What he actually did, of course, was to launch an air war against Britain while making half-hearted plans for an invasion of the island. The result of this was to make Winston Churchill a hero for his steadfast resistance and to unify Britain's people in opposition to Fascism.
But what if, instead, Hitler had done nothing? If he had publicly renounced any desire to invade Britain and taken no measures to do so, while keeping his aircraft at home? If he launched a propaganda offensive proclaiming his desire for peace?
The situation that Churchill faced in the summer of 1940 was that he desperately wanted to contest Nazi domination of Europe but lacked any credible means of doing so. By attacking Britain through the air, Hitler rather perversely gave Churchill a means to fight him, and a cause around which to rally the British people for war.

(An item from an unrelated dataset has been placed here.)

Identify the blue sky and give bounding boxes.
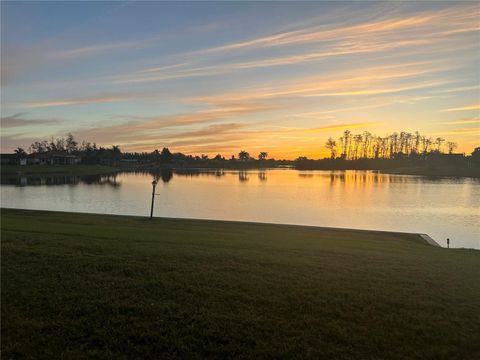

Nothing made the case for war with Germany like the Blitz. Churchill played up the risk of invasion as a way to unify his nation, and he kept this up into 1942, long after the British military knew there was no such risk. Millions of people were recruited into the war effort as air raid wardens, coast guards, volunteer medics, and so on. The "Battle of Britain" was largely a creation of Churchill's propaganda; Hastings found several RAF pilots who were puzzled both by the notion that they were fighting a "battle," and that they had won a great victory when the Luftwaffe finally gave up.
Without the Blitz, what could Churchill have done? Nothing, is Hastings' conclusion. (Which he freely admits is not is own, just an old idea that I had not encountered before.) The war would have drifted along as a repeat of the "phony war" of the winter of 1939-1940 --during which, according to Hastings, public morale in France and Britain was badly sapped by boredom and frustration. The war would have meant nothing but shortages, blackouts, and speeches about sacrifice. Churchill would have looked increasingly a fool, talking on and on about fighting Hitler but lacking any means or opportunity to do so. After months or perhaps a year of this those British leaders who never wanted the war, of whom there were many, would have begun to demand negotiations. Churchill would never have caved in, but he could easily have been voted out of office if the British people soured on his militarism.
By doing nothing, Hitler might really have sapped the morale of the British people; by bombing them, he only made them more determined.
I find this a fascinating notion, and one that has wide application. In particular it reminds me of the current impasse between the US and Iran. Right now the Iranian government wants to stand up to the U.S., but the confrontation has brought their people only shortages, oppression, and rhetoric that grows more tiresome with every passing month. If we attack them, the regime suddenly has a real cause around which to rally their people. Why give them the chance to become heroes? Why not, instead, let them languish as failed militarists whose belligerence is beneath the notice of their would-be enemies?
The principle here seems to be, never attack a nation when you lack the means or the will to fight the war through to the end. Unless we want to invade Iran, overthrow the government, and set up a new one -- which, I would argue, is a completely mad notion -- we should not start a shooting war.